When one performs a commit the memory usage of git reaches 2.7 GiB. Sometimes the process is even killed by the operating system because it uses all remaining system resources.

This is probably due to the internally used diff algorithm that requires to take both the original and the new file into account and needs to take at least one of the files into memory (the second can be handled as a stream).

Is it possible to mark a file as binary and specify that the repository doesn't need to calculate the difference, but only check for a new version (this can be done by handling both files as streams, thus in constant memory). After all, the storing the difference is probably as inefficient as copying the new version.

git repositories are maintained on the machine automatically. It would thus be nice, if the process could be automated and thus use for instance the MIME-type of the files and mark all binary files automatically.

Willem Van Onsem
  • 443,496
  • 30
  • 428
  • 555
  • Not really an answer, but would `git gc` help here? – user14717 Jan 05 '15 at 13:37
  • Also not really an answer: How about [git-annex](http://git-annex.branchable.com/)? – musiKk Jan 05 '15 at 13:57
  • Are you currently committing a change to the binary file. If not, I can't see why Git would need to do a diff. Even if you, Git only records snapshots, so the only diff it would do would be to save disk space of similar blobs, which your binaries are probably not similar enough to even bother with. – Joseph K. Strauss Jan 05 '15 at 15:56

1 Answers1

2

As mentioned in "Exclude a directory from git diff", you can exclude files/folders from diff, with a .gitattributes directive '-diff':

lib/* -diff
dist/js/**/*.js -diff

To avoid any out of memory issue due to git diff, you also have since Git v2.2.0 (mid 2014) the configuration core.bigfilethreshold.
(And the default size for a pack file has been raised).
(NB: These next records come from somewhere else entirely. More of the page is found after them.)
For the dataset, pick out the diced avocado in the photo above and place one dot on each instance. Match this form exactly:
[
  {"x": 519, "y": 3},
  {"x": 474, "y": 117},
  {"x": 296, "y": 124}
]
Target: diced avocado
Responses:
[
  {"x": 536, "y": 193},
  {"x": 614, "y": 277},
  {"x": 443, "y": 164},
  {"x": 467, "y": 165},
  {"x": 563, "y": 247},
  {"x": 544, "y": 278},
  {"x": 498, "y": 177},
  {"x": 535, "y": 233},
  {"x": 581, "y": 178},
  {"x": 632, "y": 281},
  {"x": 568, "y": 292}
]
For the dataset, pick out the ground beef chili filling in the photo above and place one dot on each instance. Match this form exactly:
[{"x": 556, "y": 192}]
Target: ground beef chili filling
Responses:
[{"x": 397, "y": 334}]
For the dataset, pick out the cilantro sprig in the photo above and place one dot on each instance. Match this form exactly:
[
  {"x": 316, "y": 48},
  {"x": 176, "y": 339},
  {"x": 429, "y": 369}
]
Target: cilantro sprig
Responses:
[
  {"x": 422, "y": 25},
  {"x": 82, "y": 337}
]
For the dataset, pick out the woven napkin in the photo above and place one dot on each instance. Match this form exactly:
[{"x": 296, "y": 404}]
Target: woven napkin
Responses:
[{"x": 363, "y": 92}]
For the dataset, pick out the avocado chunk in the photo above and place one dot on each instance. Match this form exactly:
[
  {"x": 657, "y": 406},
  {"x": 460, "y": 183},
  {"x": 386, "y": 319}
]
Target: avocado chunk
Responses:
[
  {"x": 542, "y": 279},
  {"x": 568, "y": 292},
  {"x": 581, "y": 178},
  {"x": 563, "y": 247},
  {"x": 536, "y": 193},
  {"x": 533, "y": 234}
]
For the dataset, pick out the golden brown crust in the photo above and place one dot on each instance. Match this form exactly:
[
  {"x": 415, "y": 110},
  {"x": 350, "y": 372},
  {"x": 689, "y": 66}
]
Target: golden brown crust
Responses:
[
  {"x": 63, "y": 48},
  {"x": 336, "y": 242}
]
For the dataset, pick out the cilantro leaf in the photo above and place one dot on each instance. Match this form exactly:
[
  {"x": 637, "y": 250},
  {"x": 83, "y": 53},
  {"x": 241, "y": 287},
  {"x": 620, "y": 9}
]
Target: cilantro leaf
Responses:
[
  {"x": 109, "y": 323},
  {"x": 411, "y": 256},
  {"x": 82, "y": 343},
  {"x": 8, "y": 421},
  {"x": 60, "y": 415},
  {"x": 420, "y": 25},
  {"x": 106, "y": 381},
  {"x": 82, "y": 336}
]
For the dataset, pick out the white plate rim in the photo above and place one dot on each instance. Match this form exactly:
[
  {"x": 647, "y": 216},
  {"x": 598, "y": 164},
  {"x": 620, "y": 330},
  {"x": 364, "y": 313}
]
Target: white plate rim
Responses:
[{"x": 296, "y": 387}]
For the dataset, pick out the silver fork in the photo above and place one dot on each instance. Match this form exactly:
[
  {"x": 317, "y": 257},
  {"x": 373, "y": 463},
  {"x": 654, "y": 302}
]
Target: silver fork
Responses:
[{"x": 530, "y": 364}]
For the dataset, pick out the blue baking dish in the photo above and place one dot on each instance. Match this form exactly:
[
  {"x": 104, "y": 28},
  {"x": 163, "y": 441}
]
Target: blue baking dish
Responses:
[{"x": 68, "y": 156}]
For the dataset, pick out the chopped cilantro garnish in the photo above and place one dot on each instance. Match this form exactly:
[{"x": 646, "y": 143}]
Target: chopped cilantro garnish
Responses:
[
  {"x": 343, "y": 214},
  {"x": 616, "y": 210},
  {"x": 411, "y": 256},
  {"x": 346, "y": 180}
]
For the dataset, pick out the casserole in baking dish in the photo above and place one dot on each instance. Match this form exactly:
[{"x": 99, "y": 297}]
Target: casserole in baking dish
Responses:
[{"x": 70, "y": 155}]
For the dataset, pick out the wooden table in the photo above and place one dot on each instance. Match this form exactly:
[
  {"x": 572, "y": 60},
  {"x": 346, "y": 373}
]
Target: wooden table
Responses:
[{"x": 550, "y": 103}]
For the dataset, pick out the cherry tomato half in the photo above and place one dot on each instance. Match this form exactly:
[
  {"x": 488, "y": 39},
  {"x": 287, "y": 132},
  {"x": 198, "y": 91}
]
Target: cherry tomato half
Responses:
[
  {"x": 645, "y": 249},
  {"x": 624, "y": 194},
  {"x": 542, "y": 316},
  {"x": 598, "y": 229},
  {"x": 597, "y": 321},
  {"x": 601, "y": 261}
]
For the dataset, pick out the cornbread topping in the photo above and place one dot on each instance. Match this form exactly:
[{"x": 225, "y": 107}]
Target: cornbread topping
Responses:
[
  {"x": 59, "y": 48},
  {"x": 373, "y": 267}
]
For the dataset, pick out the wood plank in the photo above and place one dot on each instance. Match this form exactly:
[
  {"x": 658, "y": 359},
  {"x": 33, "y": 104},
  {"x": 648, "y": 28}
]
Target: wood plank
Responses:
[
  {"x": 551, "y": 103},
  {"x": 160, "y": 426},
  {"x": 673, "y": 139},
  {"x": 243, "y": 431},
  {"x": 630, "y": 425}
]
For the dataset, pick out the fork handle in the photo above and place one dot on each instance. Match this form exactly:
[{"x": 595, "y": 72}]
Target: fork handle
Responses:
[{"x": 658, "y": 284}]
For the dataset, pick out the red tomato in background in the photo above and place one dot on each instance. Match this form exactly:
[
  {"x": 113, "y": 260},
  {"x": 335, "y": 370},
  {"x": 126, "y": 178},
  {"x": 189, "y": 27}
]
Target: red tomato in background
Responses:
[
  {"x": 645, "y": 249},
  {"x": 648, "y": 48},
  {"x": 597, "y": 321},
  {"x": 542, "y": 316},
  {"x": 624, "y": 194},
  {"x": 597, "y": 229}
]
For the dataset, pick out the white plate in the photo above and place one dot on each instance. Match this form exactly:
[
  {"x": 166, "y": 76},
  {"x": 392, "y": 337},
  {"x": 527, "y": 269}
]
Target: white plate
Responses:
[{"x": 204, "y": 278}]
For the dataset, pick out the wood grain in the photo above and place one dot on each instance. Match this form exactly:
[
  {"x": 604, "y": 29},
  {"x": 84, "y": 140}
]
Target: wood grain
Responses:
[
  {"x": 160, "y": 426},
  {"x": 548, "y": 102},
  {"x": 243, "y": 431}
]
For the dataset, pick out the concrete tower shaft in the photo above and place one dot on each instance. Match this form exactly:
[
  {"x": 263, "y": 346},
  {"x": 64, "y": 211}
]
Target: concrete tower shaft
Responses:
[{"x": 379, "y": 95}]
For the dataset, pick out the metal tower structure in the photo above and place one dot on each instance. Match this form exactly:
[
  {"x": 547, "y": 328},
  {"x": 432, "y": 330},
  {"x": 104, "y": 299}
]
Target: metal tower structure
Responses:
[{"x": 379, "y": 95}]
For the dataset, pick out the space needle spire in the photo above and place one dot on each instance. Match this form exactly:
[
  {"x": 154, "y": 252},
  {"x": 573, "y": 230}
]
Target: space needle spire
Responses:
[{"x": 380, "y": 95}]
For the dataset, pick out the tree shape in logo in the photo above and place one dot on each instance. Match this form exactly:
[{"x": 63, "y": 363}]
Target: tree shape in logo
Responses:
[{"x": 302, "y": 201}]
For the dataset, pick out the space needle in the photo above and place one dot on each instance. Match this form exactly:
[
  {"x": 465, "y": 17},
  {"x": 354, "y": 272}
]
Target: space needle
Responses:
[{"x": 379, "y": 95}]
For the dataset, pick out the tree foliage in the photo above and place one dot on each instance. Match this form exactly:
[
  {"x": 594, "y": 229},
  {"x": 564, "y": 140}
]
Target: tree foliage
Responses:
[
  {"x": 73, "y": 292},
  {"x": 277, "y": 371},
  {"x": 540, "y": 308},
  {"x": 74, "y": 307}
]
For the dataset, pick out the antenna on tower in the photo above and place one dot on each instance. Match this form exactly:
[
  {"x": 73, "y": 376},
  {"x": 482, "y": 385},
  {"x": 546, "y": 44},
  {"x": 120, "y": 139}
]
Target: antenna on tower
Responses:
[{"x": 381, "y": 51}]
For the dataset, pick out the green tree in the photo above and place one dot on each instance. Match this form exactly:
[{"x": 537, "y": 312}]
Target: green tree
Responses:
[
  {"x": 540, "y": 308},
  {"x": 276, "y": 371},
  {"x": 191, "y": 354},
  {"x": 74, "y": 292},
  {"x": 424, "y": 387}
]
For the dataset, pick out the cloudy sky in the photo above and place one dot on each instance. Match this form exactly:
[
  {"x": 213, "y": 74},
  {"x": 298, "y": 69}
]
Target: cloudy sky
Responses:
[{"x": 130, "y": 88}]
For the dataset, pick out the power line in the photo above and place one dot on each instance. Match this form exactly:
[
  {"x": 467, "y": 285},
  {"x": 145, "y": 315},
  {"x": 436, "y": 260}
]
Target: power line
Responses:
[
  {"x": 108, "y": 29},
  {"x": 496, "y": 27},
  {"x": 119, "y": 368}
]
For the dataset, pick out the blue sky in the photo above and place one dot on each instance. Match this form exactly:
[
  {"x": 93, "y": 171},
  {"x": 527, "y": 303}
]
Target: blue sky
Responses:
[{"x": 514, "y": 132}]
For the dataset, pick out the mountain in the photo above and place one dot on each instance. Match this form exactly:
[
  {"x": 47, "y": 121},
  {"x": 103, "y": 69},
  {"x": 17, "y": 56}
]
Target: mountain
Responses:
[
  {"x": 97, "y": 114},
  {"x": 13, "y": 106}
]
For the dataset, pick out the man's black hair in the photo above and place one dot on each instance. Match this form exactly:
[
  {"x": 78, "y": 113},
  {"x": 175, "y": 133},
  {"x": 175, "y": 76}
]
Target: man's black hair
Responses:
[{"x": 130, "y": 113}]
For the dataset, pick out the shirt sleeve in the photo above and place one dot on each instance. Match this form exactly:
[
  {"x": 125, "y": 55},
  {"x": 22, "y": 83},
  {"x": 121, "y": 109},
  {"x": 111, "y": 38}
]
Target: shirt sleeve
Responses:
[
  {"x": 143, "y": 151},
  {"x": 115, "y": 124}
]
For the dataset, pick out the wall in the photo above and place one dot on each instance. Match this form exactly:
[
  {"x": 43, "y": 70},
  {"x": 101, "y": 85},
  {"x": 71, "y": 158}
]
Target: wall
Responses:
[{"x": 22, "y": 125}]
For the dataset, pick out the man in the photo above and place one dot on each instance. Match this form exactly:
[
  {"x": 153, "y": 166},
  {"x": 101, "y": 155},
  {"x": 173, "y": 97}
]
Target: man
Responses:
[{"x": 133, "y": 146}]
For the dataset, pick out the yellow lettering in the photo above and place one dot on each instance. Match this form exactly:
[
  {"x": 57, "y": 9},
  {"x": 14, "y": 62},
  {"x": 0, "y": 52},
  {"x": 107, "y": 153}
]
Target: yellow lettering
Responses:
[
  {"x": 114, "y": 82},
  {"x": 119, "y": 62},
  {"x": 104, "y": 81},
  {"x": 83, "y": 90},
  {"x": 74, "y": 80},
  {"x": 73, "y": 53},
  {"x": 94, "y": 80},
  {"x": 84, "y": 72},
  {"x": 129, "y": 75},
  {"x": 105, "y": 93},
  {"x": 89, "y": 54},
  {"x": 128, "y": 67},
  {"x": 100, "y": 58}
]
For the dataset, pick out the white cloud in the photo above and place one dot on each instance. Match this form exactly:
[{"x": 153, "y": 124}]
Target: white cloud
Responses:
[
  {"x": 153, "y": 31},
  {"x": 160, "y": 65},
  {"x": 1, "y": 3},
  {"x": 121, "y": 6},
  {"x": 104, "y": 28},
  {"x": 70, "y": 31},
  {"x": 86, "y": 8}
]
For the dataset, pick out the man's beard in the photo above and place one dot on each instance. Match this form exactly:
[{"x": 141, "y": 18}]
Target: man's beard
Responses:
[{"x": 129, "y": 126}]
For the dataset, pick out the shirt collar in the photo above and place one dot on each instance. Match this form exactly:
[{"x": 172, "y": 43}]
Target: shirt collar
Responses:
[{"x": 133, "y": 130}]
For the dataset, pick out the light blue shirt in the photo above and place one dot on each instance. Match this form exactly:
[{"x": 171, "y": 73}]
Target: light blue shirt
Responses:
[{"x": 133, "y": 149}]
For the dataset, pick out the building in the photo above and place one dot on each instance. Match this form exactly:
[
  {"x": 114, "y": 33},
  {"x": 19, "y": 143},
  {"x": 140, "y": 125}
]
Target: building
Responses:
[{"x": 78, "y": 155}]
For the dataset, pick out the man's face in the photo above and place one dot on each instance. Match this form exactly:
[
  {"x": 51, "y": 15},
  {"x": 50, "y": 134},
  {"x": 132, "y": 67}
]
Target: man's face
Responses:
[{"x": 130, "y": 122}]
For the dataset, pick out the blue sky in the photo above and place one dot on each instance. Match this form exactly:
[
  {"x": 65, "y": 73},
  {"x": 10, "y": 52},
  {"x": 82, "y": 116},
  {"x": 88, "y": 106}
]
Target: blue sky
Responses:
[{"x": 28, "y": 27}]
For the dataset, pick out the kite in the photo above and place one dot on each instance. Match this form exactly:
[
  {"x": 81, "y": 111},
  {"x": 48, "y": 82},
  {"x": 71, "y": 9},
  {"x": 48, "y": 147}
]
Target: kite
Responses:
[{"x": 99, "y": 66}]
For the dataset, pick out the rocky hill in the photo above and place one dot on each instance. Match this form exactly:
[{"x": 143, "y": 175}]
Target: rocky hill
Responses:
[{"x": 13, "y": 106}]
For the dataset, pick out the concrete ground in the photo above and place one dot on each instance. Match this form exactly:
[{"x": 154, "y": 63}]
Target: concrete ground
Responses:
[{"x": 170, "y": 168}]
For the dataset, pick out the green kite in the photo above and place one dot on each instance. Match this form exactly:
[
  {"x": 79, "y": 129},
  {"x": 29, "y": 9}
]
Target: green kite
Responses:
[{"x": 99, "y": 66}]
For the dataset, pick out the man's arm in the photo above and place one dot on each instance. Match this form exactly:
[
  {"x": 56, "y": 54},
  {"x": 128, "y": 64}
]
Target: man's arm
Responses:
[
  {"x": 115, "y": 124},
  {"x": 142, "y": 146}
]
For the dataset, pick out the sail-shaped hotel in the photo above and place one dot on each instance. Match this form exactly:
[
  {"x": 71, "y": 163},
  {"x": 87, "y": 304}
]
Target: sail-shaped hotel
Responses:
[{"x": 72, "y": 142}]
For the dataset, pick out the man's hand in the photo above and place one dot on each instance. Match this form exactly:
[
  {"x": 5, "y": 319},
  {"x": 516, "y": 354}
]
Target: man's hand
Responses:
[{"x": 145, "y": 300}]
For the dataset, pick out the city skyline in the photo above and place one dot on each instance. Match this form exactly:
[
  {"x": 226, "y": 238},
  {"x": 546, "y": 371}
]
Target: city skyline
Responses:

Finally, additional features like GVFS (Git Virtual File System, 2017) will improve that kind of issue, and already allows Microsoft to manage the largest Git repository on the planet (the Windows codebase one, approximately 3.5M files about 300GB, with 1,760 daily “lab builds” across 440 branches in addition to thousands of pull request validation builds). This capability is yet to be fully integrated to Git, but illustrates what is possible.

VonC
  • 1,262,500
  • 529
  • 4,410
  • 5,250